# How often should I change bulbs.



## franklin444 (Jun 26, 2020)

So I have had my combo uv/heat halid bulb for about 11 months. Should I change it out and buy a new one after every year. Or 2 years. I am not sure at all and I know they are expensive so I do not want to buy one if I do not need one. Any advice would be appreciated.


----------



## Markw84 (Jun 26, 2020)

There is no way to know unless you have a solarmeter to check it. It will continue to put out light while the UV portion of the spectrum has degraded and not longer is putting out enough UVB. You cannot see or tell the difference without checking with a meter. I do not have specific personal experience with the halide bulbs. They are reputed to last longer than Mercury Vapor bulbs in producing UVB and I see claims of up to 2 years. However, I see the same claims stating Mercury Vapor Bulbs last up to 1 year and by measurement we have found that most often not the case at all. My bulbs of choice are the HO T5 fluorescent tubes. I get at least 2 years out of all my tubes and still have good UVB levels by meter check.

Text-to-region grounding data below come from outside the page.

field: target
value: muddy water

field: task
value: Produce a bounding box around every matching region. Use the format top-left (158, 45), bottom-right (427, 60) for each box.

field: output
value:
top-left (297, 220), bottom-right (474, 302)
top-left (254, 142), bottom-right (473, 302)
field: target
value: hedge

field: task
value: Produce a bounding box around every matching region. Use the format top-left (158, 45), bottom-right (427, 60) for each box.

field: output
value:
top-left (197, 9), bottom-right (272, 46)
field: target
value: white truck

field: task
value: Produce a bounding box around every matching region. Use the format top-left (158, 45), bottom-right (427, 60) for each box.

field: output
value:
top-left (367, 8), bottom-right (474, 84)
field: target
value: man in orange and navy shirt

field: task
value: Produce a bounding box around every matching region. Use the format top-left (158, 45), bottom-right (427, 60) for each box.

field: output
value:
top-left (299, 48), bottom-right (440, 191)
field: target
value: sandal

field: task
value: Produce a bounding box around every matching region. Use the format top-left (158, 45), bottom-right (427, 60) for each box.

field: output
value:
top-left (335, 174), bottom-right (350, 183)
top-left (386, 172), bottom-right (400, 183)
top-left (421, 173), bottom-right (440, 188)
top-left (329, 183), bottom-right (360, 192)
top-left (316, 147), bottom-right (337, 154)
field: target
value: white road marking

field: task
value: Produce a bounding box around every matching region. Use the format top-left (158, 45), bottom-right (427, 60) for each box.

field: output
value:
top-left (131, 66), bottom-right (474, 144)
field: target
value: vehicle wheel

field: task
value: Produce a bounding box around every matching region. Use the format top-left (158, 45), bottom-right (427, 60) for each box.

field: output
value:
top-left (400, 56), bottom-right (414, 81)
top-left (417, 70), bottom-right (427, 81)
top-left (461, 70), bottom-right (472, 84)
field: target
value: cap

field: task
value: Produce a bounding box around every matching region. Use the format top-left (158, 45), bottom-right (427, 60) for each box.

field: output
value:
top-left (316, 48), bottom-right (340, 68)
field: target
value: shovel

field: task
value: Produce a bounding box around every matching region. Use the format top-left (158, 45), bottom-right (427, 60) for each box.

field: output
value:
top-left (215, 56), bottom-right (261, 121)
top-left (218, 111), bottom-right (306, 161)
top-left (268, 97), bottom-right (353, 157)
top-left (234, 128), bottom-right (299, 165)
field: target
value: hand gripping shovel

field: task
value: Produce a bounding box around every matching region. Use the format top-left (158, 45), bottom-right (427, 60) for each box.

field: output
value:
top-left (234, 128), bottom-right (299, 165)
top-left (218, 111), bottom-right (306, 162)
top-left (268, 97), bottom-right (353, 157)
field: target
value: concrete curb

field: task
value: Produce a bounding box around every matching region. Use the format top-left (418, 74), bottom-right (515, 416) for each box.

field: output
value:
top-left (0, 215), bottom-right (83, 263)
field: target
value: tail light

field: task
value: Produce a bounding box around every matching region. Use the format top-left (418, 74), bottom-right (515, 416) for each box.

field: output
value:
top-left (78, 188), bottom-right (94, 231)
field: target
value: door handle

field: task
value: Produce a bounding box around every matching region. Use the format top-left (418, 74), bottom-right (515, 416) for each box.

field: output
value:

So there really is no way to know without a meter. In the long run, it will save you money by not replacing expensive bulbs unnecessarily. OR help your tortoise by changing sooner when you know the UVB has dropped. I feel it is best to KNOW what UVB levels are for the health of my tortoise. I would never have an enclosure without good thermometers and hygrometers! We are finding proper light is just as important as temperature and humidity.


----------



## franklin444 (Jun 26, 2020)

ok, Thanks


----------